Bolsonaro mantém retórica da campanha eleitoral nos EUA
Para Reginaldo Nasser, Trump e Bolsonaro dão a impressão de que a política externa se faz no Twitter. Na opinião de Rodrigo Gallo, discurso de alinhamento com EUA não é produtivo para o Brasil.
Por Eduardo Maretti, da RBA
“Habituou-se a dar peso imediatista às visitas, e, na verdade, política externa, política comercial e de segurança internacional não se decidem a partir de declarações, ou desses pequenos encontros entre presidentes, mas, sim, a partir de uma série de variáveis que envolvem muitos atores de ambos os países”, diz.
Se é sempre recomendável avaliar visitas como a do presidente brasileiro aos EUA com certa precaução, isso é ainda mais notório no caso de Bolsonaro. “Tanto ele como Donald Trump são de um estilo para o qual parece que a política externa se faz no Twitter, com bravatas. Ninguém faz política externa assim”, diz Nasser.
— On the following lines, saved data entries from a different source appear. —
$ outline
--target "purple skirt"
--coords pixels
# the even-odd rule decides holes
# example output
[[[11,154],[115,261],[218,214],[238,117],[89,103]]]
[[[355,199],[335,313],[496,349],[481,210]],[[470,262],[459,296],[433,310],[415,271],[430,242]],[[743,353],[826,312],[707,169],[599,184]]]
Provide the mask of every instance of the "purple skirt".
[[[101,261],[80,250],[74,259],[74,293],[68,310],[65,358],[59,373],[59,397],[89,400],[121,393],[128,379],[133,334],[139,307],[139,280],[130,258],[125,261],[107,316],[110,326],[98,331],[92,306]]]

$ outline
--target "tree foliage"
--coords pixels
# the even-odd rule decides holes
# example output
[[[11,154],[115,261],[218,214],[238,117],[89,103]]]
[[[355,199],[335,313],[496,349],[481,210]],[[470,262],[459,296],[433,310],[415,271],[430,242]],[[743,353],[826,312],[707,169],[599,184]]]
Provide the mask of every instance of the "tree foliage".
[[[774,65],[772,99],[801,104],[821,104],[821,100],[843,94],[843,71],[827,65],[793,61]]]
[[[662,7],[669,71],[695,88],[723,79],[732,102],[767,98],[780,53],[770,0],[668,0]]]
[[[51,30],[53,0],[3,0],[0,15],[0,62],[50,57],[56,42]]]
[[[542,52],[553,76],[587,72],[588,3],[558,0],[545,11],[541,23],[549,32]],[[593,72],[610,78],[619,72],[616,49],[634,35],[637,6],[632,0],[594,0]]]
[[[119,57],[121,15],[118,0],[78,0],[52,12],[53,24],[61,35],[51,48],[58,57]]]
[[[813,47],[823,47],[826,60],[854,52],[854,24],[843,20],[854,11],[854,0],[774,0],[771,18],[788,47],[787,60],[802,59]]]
Na opinião do professor da PUC-SP, não é a retórica que terá peso para mudar relações históricas. “Os Estados Unidos começaram a ter uma política comercial com a China em 1894. Então, é Bolsonaro que vai lá dizer o que é a China?” Ele lembra que, na década de 70, com Richard Nixon e Henry Kissinger, um de seus governos mais conservadores, os EUA se aproximaram da China de Mao Tsé-Tung. “Toda essa retórica de hoje não tem efeito nenhum, só nos tuítes do Olavo de Carvalho e deputados aliados por aí.”
Considerando que se está falando de questões diplomáticas, para Rodrigo Gallo, professor de pós-graduação em Política e Relações Internacionais da Fundação Escola de Sociologia e Política de São Paulo (Fespsp), é digno de nota o quase nulo protagonismo do chanceler brasileiro, Ernesto Araújo, na viagem, pelo menos até esta segunda-feira (18).
“É interessante que ministro das Relações Exteriores, numa missão diplomática desse porte, que teoricamente seria o mais habilitado para lidar com essas questões, quase não fala a respeito”, diz Gallo. “O mais tradicional seria termos um ministério das Relações Exteriores mais ativo.”
Os discursos de Bolsonaro continuam parecendo campanha eleitoral. Ao chegar aos EUA, o presidente afirmou que sempre sonhou “em libertar o Brasil da nefasta ideologia da esquerda” e acrescentou: “Nosso Brasil caminhava em direção ao socialismo, ao comunismo.” Informou ainda aos americanos que “o nosso país” se desviou desse caminho pela “vontade de Deus”.
Para Nasser, a ida do mandatário brasileiro aos Estados Unidos “tem um tom muito mais para eleitores e seguidores de ambos, nos seus respectivos países, do que uma sinalização mais forte de algo concreto”. Executivos da área comercial e investidores, por exemplo, não dão importância a variáveis ideológicas como as colocadas por Bolsonaro e seus auxiliares entre ontem – quando o grupo chegou aos EUA – e hoje.
Não havia nenhum representante influente do governo dos Estados Unidos no jantar do qual Bolsonaro participou no domingo, na residência do embaixador do Brasil em Washington, Sergio Amaral. A “celebridade” mais importante no jantar foi Steve Bannon, ex-assessor de Donald Trump que foi defenestrado do governo pelo ex-chefe e assessorou a própria campanha eleitoral do brasileiro. “Não tinha ninguém com influência no governo ou na economia americana nesse jantar”, lembra Nasser.
Alcântara e Venezuela
Entre as questões a serem discutidas estão a Venezuela e a base de Alcântara. Bolsonaro assinou nesta segunda um acordo pelo qual autoriza os Estados Unidos a lançar foguetes da base no Maranhão.
Para Gallo, a questão de Alcântara é sensível. “É uma base estratégica de lançamento de foguetes. Acho que nem todo mundo dentro do Exército, nem a base de apoio militar do Bolsonaro, concorda, porque é ceder uma área estratégica a outro país. Um acordo desse tipo vale por décadas.”
Sobre a Venezuela, os dois presidentes devem reutilizar a retórica “pró-democracia” no país vizinho, reforçando o apoio a Juan Guaidó contra o presidente Nicolás Maduro.
Nos últimos cerca de 15 anos o Brasil priorizou uma política externa multilateral. “Esse discurso de alinhamento com os Estados Unidos não é produtivo para a política externa. O ideal é dar continuidade ao debate sobre multilateralismo”, defende o professor da Fespsp. “Mesmo no regime militar, o governo Geisel aproximou o Brasil de países africanos como Angola. Temos uma tradição de multilateralismo que não pode ser perdida.”